Things We Love Doing
This bucket is different. That happiness you’re wishing for, lives here.
These are the things that make you forget time exists.
* Fishing
* Painting
* Playing music
* Gardening
* Building things
* Spending meaningful time with people you care about
These activities don’t consume energy.
They give some back. Recharge us. Reboot our systems to we can get through the to-dos.
And yet they’re often the first things we sacrifice when life gets busy. Too complicated.
Here’s the trap
Many people spend almost all their time in the “have to” bucket, a little time in the “want to” bucket, and keep promising themselves they’ll eventually get around to the “love to” bucket.
The word eventually feels comforting.
It sounds like a plan. Something to look forward to with anticipation. And that feels good enough.
Most of the time, it isn’t.
A better question than How do I manage my time? is:
Does my calendar life reflect what I say matters most?

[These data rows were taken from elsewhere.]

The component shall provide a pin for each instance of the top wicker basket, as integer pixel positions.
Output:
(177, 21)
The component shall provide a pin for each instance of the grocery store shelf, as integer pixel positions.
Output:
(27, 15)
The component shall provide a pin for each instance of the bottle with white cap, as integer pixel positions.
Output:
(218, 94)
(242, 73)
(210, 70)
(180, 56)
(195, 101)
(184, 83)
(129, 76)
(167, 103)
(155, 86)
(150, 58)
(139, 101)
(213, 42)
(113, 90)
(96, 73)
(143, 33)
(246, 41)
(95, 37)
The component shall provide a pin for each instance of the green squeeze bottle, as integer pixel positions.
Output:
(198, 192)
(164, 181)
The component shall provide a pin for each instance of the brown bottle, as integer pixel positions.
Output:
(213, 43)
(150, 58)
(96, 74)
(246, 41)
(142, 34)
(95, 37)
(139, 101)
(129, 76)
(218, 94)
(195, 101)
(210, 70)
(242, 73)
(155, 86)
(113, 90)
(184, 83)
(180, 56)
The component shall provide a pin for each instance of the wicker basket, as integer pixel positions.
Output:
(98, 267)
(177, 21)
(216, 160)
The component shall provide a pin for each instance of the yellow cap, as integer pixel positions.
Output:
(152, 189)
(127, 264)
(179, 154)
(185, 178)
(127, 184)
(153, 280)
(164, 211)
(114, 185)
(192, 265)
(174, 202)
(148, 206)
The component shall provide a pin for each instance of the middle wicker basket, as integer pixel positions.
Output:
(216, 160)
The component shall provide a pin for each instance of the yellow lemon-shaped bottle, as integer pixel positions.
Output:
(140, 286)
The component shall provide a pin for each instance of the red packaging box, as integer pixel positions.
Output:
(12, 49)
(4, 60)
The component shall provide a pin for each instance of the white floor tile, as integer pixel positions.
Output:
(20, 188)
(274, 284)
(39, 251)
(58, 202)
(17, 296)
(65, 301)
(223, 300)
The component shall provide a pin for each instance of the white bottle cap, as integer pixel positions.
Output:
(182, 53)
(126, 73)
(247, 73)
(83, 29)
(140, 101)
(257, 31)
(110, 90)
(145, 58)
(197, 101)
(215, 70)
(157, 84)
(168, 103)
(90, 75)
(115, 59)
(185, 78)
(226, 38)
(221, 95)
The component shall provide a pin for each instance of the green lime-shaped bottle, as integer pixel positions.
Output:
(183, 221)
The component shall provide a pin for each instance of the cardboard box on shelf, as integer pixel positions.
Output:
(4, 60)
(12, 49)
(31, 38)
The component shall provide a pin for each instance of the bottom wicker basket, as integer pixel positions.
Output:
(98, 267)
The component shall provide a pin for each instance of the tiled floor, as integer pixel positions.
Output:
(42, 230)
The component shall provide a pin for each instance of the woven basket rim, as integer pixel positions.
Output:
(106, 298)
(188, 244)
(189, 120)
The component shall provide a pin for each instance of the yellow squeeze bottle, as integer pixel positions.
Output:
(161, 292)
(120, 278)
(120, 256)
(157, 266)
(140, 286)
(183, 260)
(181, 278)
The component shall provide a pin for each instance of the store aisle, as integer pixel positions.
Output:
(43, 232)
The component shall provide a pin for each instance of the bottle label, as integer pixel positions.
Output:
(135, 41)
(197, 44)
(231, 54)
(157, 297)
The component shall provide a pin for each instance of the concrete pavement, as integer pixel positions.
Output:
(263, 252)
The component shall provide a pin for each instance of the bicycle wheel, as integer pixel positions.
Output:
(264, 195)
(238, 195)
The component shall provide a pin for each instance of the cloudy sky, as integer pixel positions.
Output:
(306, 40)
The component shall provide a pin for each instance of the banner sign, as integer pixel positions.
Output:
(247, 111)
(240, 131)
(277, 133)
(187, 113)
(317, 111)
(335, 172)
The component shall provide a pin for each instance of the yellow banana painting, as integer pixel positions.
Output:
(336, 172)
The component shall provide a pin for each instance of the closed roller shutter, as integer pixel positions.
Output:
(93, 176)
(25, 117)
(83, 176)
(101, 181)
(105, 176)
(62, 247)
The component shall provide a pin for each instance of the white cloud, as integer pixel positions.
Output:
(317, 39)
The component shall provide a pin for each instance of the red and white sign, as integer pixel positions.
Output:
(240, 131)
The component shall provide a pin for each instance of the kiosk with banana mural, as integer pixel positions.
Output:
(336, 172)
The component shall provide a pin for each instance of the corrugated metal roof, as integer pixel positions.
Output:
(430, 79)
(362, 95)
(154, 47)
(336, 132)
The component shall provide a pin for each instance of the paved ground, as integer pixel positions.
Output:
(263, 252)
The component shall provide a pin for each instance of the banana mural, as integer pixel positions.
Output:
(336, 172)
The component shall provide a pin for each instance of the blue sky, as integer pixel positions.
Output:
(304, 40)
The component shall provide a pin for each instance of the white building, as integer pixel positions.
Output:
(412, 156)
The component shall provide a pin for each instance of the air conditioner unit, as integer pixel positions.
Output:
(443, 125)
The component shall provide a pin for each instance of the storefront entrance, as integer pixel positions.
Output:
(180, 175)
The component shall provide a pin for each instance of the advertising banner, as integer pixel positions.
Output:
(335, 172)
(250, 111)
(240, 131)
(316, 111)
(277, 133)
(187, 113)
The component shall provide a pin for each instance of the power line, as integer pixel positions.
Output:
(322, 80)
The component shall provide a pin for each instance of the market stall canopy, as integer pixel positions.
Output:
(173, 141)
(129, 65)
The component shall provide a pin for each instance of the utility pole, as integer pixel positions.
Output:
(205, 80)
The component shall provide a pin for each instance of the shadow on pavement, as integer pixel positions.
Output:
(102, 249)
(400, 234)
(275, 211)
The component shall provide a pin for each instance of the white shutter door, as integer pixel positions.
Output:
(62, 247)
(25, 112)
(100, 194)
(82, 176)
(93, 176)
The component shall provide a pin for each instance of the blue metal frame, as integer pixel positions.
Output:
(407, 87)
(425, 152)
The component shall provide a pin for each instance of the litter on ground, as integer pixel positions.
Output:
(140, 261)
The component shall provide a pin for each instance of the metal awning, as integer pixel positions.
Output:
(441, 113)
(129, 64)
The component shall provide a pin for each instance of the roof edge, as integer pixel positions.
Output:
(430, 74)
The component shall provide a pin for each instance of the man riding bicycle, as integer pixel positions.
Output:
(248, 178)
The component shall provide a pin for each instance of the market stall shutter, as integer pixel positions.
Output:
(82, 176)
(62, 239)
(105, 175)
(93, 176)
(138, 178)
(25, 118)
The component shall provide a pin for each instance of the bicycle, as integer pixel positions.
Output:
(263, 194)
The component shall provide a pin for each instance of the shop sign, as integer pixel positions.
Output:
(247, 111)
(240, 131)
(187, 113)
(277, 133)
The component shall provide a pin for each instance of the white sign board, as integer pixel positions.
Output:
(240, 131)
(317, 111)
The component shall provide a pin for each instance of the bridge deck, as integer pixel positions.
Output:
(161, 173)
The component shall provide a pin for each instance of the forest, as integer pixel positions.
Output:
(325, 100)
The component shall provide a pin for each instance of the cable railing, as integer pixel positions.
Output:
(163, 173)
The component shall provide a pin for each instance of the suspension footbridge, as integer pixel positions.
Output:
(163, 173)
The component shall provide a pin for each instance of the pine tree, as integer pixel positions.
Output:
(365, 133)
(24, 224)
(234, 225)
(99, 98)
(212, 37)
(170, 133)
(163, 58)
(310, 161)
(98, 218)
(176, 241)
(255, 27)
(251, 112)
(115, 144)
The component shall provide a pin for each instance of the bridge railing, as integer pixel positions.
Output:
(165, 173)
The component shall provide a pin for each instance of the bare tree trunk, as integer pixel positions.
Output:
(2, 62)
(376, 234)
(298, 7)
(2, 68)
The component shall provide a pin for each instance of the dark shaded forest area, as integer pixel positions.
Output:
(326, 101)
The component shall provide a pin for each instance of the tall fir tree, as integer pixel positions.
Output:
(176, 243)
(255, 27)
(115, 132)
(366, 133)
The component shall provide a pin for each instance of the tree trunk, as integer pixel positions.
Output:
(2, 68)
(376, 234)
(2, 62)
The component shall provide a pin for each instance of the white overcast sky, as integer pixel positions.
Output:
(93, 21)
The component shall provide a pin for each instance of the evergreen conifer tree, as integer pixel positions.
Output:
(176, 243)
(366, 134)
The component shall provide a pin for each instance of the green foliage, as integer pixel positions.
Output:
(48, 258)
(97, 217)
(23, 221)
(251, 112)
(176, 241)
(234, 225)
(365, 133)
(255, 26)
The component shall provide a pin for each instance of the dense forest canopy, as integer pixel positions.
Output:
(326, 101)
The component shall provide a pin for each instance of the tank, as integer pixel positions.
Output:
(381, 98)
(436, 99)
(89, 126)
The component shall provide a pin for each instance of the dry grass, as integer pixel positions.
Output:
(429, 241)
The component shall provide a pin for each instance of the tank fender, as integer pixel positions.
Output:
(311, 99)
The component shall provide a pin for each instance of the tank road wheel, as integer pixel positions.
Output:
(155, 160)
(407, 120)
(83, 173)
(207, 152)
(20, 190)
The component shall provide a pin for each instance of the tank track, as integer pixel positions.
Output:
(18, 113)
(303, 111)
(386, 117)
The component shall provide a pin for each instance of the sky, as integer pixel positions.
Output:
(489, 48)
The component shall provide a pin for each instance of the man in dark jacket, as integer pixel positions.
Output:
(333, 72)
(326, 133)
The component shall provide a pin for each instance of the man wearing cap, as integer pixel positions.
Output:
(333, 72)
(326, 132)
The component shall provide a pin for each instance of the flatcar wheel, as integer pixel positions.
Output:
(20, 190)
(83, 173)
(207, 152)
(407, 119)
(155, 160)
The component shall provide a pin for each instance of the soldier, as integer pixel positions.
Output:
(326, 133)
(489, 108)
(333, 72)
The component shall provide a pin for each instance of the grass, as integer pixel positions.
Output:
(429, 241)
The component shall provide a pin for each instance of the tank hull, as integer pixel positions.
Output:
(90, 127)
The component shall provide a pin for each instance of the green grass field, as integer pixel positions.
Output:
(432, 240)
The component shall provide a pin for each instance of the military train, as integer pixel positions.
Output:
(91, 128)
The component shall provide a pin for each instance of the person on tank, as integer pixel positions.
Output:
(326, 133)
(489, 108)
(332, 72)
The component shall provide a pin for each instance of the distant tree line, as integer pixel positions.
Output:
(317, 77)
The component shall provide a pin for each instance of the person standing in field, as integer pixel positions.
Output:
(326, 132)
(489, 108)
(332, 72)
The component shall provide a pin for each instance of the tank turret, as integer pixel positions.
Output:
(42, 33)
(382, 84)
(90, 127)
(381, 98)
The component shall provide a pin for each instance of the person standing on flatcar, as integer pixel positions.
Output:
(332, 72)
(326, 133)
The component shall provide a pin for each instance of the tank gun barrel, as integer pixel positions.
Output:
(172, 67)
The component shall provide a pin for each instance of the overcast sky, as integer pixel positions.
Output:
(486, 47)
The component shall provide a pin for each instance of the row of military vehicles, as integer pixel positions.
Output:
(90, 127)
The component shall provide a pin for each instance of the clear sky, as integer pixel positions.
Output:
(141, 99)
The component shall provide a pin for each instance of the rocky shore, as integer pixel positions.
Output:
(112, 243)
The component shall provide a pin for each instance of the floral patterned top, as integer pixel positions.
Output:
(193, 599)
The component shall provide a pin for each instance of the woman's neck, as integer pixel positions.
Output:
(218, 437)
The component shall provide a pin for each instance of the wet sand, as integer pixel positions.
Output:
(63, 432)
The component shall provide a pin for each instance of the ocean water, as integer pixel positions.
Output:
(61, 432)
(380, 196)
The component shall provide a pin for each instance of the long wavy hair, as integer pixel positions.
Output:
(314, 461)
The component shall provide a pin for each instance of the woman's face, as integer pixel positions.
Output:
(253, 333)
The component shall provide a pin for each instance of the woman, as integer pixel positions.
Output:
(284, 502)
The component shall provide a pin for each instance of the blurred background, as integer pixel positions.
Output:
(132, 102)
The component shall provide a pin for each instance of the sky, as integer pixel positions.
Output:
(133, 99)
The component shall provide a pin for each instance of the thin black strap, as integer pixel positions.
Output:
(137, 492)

Because calendars tell the truth.
We say family matters.
We say health matters.
We say creativity matters.
Then we look at our schedule and discover we’ve given nearly every available hour to obligations.
No judgment. Most of us do it. You’re reading this and I hope it’s in your “want to” bucket.
But awareness is where change begins.
One practical approach is to make room for all three buckets.
Not equally. Life rarely works that way. But intentionally.
Maybe it looks something like this:
* Have To: 70%
* Want To: 20%
* Love To: 10%
The percentages will change depending on your season of life.
The goal isn’t perfect balance.
The goal is making sure none of the buckets stay empty for too long. And the percentages shift from time to time (pun intended).
Something interesting happens when we consistently make room for what we love.
The things we have to do often become easier.
We have more energy. More patience. More creativity.
And less resentment.
Life stops feeling like an endless list of obligations and starts feeling more like a life we actually like participating in.
Maybe the real challenge isn’t finding more time.
Maybe it’s protecting some of the time we already have.
Because at the end of a year — or a decade — we rarely wish we’d spent more time answering emails.
We remember the conversations.
The adventures.
The hobbies.
The people.
The moments that made us lose track of time.
So here’s a question worth sitting with:
If someone looked at your calendar life from the last 30 days, what would they conclude you love?
And would you agree with them?



It’s about prioritising what you value most and what brings fulfilment, purpose and meaning to life. I’ve simplified my life which decreases the have to’s and leaves me time for want to’s and love to’s.
Fantastic post, Chad! And that final question. That is the time study we should all be considering. I’m going to do it tomorrow and see what it says. Seems like a great way to move into June. Just a little over half the year left…wonder what the back half of the year will say about my priorities.